Superfoods
Like everything, foods come in and out of fashion. If you go into any new trendy café or restaurant these days there’s a high chance that you’ll find them boasting about some kind of ‘super food’ on the menu as though it’s the newest best thing going around. Whilst ‘super foods’ appears to be the latest buzzword at the moment, the in vogue food group have been around forever. But what actually are super foods?
…There is currently no specific set guidelines or definition to the word ‘super foods’, however the super food group are essentially foods that are high in nutritional value. Thus, super foods are very subjective and can include hundreds of foods. Their nutritional contribution to ones diet also varies depending on consumption levels, frequency, food seasons etc. The debate will go on as to which foods are the most ‘super’, but I thought we’d highlight a few of the favorites amongst dieticians and nutritionists.
Blueberries: Blueberries are rich in antioxidants, vitamin C, vitamin A, and vitamin E, copper, zinc and selenium. Whilst these vitamins are fantastic in aiding the body’s immune system, the antioxidant property helps neutralize chemicals in the body called free radicals that have been linked to heart liver and neural disease.
Kale: Kale is a vegetable that is in the same family as broccoli, cabbage, cauliflower and sprouts. Kale is rich in vitamin C, K, calcium and beta-carotene. Kale therefore has a positive impact on cardiovascular, immune and bone health. Kale is very popular at the moment as it freezes well, and can be used in a variety of dishes. But to hold it’s best nutritional value try not to over cook it.
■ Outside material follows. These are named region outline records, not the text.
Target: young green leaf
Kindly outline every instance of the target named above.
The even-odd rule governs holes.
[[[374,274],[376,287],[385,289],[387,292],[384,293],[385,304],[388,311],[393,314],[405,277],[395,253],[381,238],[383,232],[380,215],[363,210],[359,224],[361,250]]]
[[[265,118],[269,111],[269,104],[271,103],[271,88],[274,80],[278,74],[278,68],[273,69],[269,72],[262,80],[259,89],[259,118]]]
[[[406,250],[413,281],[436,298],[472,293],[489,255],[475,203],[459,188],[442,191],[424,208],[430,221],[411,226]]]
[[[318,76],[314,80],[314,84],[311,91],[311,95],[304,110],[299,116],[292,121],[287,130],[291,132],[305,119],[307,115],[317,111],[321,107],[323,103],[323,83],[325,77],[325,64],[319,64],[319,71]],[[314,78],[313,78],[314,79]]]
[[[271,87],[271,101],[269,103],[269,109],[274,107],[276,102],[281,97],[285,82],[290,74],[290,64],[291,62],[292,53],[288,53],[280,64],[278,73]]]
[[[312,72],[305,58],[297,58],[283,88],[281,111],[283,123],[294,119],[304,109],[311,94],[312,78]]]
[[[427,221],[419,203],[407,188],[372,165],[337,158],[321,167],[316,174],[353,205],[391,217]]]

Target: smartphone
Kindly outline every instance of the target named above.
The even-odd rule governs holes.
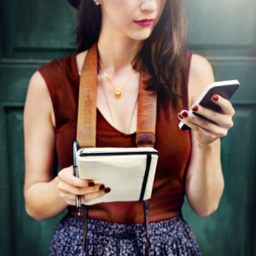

Pistachio Nuts: Pistachio nuts are high in protein and fiber. Not only are they great for digestive health, but also pistachio nuts are also rich in phytosterols, which have been known to lower LDL (bad) cholesterols.
Oats: Oats are a fantastic versatile grain that can be used so many ways. Oats are high in soluble fiber, thus helping combat cholesterol levels. Add berries to your porridge in the morning and you’re doubling your super foods.
Coconuts: Whilst coconuts do contain saturated fats, there are plenty of benefits to this tasty food. Its meat contains a high source of fats and oils thought to contain anti-inflammatory and anti pathogenic properties. The coconut milk contains high levels of electrolytes aiding in hydration and energy restoration.
Thirsty?…Try this one.
Banana, kale, blueberry and almond milk smoothie.
In a blender blend 1 ripe banana, 1 cup of chopped kale, small handful of frozen blueberries, teaspoon of honey and 1 cup of almond milk. Pour into a glass, drink, and feel ‘super’!